In Brief

Was MPs’ £30,000 US trip for ‘fake news’ hearing worth it?

Committee jets to Washington for one-day meeting with social media giants

A group of 11 British MPs flew to Washington DC this week to convene a one-day hearing with US social media giants about fake news - but just how much the politicians learned during the £30,000 fact-finding mission is unclear.

“None of it was terribly enlightening,” says The Guardian’s John Crace. “Just about the only thing we did learn was new media execs talk the same bulls*** the world over.”

Juniper Downs, YouTube’s global head of public policy, said that after a “thorough investigation” around the Brexit referendum, YouTube had found “no evidence of interference”, iNews reports.

Facebook also failed to offer any evidence of tampering, but promised to get back to the UK Commons Digital, Culture, Media and Sport Committee by the end of February - although its findings may be kept secret, to avoid tipping off “bad actors”, says The National.

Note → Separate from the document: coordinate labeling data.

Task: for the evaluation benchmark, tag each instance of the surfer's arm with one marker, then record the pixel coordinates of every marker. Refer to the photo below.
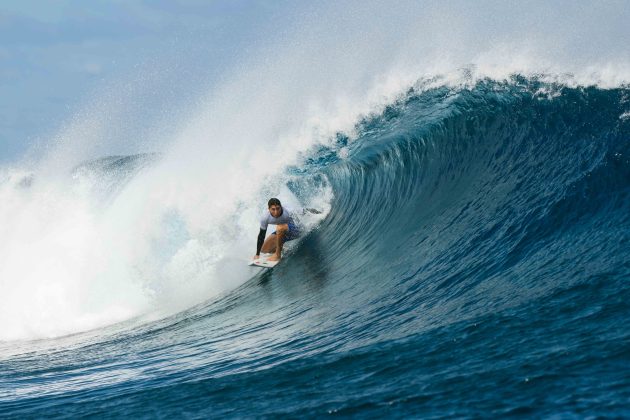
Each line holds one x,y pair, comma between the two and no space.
261,240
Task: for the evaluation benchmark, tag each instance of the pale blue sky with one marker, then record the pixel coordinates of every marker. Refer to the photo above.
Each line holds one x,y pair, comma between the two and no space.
54,55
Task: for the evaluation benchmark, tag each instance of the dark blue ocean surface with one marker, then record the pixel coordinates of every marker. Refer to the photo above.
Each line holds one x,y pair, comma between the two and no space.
475,263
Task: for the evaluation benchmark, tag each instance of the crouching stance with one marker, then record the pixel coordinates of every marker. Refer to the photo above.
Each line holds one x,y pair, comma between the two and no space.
287,229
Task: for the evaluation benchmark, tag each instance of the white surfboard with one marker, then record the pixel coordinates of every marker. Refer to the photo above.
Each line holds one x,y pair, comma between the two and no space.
262,262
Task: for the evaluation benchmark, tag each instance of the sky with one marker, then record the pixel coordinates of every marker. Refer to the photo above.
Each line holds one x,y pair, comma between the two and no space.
56,56
64,61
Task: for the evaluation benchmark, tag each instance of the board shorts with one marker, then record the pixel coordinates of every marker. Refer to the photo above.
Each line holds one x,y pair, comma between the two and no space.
292,233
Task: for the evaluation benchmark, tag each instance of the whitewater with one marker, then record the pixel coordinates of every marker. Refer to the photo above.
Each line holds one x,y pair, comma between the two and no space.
472,165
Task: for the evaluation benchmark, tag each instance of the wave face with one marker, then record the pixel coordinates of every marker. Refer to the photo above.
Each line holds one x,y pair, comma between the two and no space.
474,261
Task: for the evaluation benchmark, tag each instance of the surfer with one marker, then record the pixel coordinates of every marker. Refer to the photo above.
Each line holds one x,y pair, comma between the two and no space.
287,229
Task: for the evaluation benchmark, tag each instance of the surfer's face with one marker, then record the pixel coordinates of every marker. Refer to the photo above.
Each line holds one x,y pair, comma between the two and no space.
275,210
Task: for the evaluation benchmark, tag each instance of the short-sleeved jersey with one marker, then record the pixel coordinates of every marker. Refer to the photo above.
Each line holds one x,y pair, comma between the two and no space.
288,216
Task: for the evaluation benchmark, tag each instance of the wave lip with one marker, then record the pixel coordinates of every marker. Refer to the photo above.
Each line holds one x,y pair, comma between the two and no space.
473,258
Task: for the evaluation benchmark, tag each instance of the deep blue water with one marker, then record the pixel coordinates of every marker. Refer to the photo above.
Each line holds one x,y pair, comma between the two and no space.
475,263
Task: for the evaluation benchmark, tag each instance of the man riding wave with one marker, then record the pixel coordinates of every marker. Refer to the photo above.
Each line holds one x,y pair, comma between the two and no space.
287,229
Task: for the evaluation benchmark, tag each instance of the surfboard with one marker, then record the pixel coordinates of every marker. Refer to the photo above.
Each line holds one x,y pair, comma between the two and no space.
262,262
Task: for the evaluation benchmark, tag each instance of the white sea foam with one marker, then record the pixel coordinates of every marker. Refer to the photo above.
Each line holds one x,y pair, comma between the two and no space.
178,232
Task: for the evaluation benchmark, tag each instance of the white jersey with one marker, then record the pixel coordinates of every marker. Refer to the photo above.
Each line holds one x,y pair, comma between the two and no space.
288,216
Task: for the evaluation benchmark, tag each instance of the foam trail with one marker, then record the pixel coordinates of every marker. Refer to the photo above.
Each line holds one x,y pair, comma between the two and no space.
72,261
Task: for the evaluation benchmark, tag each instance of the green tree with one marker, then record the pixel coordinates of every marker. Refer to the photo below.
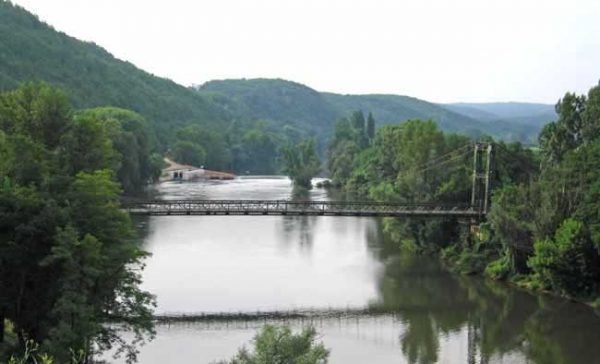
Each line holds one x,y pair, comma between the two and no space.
301,163
69,263
189,153
370,127
279,345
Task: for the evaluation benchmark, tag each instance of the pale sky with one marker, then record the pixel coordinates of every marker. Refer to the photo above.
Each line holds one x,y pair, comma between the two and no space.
437,50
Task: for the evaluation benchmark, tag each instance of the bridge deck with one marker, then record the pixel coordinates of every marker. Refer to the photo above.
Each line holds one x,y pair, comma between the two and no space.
296,208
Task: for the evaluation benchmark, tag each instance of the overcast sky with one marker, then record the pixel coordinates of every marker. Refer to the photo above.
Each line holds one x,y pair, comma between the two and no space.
437,50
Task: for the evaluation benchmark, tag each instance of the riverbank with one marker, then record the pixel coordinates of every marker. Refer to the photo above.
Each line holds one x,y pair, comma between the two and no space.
174,167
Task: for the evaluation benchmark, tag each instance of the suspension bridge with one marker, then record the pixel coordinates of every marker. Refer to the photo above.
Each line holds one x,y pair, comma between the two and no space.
475,210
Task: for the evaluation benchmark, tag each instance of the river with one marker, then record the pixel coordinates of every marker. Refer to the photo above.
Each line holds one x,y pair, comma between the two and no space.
421,313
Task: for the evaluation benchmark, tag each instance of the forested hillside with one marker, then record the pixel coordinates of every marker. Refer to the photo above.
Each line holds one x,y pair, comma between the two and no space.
236,125
289,103
31,50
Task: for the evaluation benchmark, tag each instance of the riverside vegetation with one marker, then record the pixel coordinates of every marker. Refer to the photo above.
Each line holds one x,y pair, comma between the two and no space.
543,229
69,260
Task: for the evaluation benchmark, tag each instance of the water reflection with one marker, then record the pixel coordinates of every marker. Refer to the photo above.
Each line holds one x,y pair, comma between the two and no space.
260,263
497,320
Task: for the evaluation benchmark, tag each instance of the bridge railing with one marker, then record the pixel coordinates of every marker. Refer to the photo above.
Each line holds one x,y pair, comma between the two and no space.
285,207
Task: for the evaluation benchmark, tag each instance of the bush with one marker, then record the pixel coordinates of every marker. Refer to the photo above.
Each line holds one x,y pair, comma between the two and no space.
278,345
499,268
566,263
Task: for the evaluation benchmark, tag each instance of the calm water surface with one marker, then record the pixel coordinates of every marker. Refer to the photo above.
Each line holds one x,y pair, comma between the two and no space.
263,263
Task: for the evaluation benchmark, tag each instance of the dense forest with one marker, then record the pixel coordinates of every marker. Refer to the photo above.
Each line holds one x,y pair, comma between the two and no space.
234,125
542,229
69,260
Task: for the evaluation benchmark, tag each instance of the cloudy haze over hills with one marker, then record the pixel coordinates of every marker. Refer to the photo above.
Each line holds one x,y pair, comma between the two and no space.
464,50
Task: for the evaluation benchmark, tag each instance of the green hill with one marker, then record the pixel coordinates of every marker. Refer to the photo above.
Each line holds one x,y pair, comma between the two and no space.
289,102
32,50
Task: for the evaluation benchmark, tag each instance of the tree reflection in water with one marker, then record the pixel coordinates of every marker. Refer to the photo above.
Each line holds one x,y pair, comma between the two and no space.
498,319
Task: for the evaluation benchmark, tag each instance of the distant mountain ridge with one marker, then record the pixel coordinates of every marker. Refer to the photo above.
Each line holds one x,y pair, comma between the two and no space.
282,101
31,50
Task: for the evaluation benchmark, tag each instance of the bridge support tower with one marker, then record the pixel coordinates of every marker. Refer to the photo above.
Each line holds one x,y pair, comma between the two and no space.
483,159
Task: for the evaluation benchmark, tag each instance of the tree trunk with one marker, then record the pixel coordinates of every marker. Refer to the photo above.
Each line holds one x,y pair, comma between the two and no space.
1,327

Twitter reported 49 accounts linked to a Russian “troll factory” around the time of the Brexit vote - amounting to less than 0.005% of tweets and creating “low levels of engagement”, according to Nick Pickles, Twitter’s London-based head of public policy, who addressed the hearing.

Meanwhile, two sources told BuzzFeed that the UK politicians turned down offers from Google, Facebook and Twitter to fly their top executives to London. “The committee of MPs refused the offer and organised an expensive three-day trip to the United States instead,” the website says. A committee spokesperson told BuzzFeed that Facebook and Google expressed a desire to testify in the US.

Although the amount of useful information gleaned from the one-day hearing appears limited, MPs at least managed to get across their frustrations.

 According to Quartz, Conservative MP Rebecca Pow asked: “Isn’t Facebook a massive surveillance operation?” Clacton MP Giles Watling accused the internet tech giants of being “behind the curve” in tackling fake news.

“Some might call it a nice winter break at an estimated cost of £30,000 to the British taxpayer,” concludes John Crace. “The 11 MPs preferred to call it thoroughness and, to mark the occasion, they had had special lapel badges made for themselves. Every trip abroad deserves a souvenir.”